Two months after finding itself 0-2, unranked and injury depleted, Georgia's football team enters this week on the cusp of the SEC East championship.

All that stands between the Bulldogs and the division title is Saturday's game in Sanford Stadium against Kentucky, which has lost five of six league games this season -- the most recent by 30 points to Vanderbilt.

Georgia (8-2, 6-1 SEC) has won eight consecutive games, including six SEC games, since opening the season with losses to Boise State and South Carolina. A win over Kentucky would send the Bulldogs to Atlanta for the SEC title game. A Georgia loss would send South Carolina (8-2, 6-2) to the title game, and at this point even the Gamecocks would be surprised by that turn of events.

"It looks like Georgia is going to win the East now," South Carolina coach Steve Spurrier said on a conference call with reporters on Sunday. "Give Georgia credit for regrouping; it looks like they're going to win seven straight [SEC] games. You always hold out a little hope [for a Kentucky upset], but Georgia is playing awfully well now.

"I really thought before the season if you did go 6-2 and you beat Georgia, that would probably be good enough. But it ...  doesn't look like it is."

Kentucky's only SEC victory this season came against Ole Miss, a 30-13 win. Otherwise, the Wildcats (4-6, 1-5 SEC) have lost their league games by an average margin of 31.8 points -- 48-10 to Florida, 35-7 to LSU, 54-3 to South Carolina, 28-16 to Mississippi State and 38-8 to Vanderbilt.

Such scores notwithstanding, Kentucky now is the only obstacle to Georgia achieving, for the first time since 2005, the goal with which it opens every season -- a berth in the SEC championship game.

Even as the Bulldogs celebrated Saturday's 45-7 victory over Auburn, which last month defeated South Carolina, unfinished business loomed.

"I never want to squelch a celebration," UGA coach Mark Richt said Sunday. "We work too hard and we put them through so much from January to the season, so if there is ever a time worthy of celebrating, I like them to celebrate.

"But when they're done dancing around and having a ball or whatever they're doing with the fans or in the locker room, when everybody settles down, then you've got to remind them of where we are, where we want to go and what we have to do to get there.
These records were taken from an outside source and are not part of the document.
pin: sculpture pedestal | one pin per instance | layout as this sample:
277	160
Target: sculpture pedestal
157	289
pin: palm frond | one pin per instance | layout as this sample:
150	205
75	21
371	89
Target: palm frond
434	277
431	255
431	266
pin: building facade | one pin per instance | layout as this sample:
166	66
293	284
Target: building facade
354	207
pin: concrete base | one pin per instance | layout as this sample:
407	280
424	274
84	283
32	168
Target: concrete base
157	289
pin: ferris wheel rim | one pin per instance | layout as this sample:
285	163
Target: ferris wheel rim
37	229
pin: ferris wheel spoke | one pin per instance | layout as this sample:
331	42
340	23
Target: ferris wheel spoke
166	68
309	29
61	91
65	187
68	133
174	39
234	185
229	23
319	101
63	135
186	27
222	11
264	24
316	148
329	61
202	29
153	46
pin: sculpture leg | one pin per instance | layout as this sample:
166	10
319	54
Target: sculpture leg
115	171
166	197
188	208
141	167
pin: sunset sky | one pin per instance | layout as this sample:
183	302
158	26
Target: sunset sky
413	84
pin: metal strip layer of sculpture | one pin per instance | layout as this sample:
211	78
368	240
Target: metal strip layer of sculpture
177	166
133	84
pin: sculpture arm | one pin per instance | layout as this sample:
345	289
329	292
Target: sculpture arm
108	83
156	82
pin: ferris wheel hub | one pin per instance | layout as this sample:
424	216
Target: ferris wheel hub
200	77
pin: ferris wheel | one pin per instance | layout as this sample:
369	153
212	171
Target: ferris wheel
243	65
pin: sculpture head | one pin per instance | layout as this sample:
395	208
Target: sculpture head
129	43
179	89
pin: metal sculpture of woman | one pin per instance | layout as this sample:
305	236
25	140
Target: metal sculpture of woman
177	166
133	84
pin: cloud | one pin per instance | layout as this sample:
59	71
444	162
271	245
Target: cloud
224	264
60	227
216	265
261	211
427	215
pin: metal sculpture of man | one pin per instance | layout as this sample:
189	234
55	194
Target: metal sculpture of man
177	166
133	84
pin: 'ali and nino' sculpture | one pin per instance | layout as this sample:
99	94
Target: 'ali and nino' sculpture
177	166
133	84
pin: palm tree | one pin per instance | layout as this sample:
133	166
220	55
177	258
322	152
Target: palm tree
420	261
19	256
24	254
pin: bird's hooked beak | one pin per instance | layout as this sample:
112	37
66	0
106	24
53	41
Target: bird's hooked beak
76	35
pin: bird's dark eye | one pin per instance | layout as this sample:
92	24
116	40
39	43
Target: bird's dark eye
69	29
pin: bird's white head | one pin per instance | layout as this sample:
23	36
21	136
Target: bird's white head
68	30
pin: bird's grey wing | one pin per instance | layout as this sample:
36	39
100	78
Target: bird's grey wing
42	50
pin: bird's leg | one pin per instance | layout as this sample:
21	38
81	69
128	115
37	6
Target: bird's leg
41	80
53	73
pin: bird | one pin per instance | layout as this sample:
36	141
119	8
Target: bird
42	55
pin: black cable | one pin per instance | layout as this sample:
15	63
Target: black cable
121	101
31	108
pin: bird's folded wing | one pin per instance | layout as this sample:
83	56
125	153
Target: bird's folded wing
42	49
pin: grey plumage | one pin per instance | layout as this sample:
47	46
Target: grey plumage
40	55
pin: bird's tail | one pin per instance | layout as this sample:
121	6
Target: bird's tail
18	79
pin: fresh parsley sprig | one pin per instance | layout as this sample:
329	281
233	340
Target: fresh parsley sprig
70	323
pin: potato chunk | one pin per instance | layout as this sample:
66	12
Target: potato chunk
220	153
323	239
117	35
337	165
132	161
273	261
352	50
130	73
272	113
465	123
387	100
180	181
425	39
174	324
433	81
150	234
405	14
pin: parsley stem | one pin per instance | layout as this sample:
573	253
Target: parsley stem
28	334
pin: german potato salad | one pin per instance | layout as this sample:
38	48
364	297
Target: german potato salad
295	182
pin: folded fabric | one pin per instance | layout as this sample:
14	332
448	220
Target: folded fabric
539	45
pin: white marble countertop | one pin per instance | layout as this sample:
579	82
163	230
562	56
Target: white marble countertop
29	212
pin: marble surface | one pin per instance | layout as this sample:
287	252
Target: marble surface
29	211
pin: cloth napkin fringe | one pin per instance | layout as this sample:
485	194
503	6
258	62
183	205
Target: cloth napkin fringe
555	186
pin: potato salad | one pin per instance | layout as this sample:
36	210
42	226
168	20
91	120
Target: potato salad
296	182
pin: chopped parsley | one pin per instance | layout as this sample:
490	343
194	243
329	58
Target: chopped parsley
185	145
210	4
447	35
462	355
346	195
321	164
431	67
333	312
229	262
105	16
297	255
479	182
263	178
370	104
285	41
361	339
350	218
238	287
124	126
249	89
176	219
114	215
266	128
I think we did a pretty good job of that in the locker room after the game."

Kentucky rarely wins in Sanford Stadium, where the Wildcats are 4-24-2 all-time and have won only once since 1977. That win came on the Wildcats' most recent visit in 2009, when Georgia self-destructed and committed four second-half turnovers to squander a 20-6 halftime lead and lose 34-27.

"I'm sure I'll bring it up to the boys," Richt said. "That would be very valuable for our guys to remember. ... It makes a point about how important that turnover battle is."

Richt noted that Georgia hasn't lost the turnover battle in any game on its eight-game winning streak.

Kentucky will bring to Athens an offense that ranks No. 118 out of 120 FBS (formerly Division I-A) teams. Georgia, on the other hand, ranks No. 4 nationally in total defense, behind only Alabama, LSU and Michigan State.

Hard hit by injuries early in the season, especially at the inside-linebacker positions, Georgia is generally healthy at this point. The only known injury in the Auburn game was nose guard Kwame Geathers' sprained ankle; he left in the second quarter and did not return.

Richt was unsure Sunday of Geathers' status for the Kentucky game.

Georgia, which fell out of the polls after losing its season opener to Boise State, continued its recent climb in the rankings Sunday, inching up to No. 13 in the Associated Press poll and No. 15 in the USA Today coaches' poll.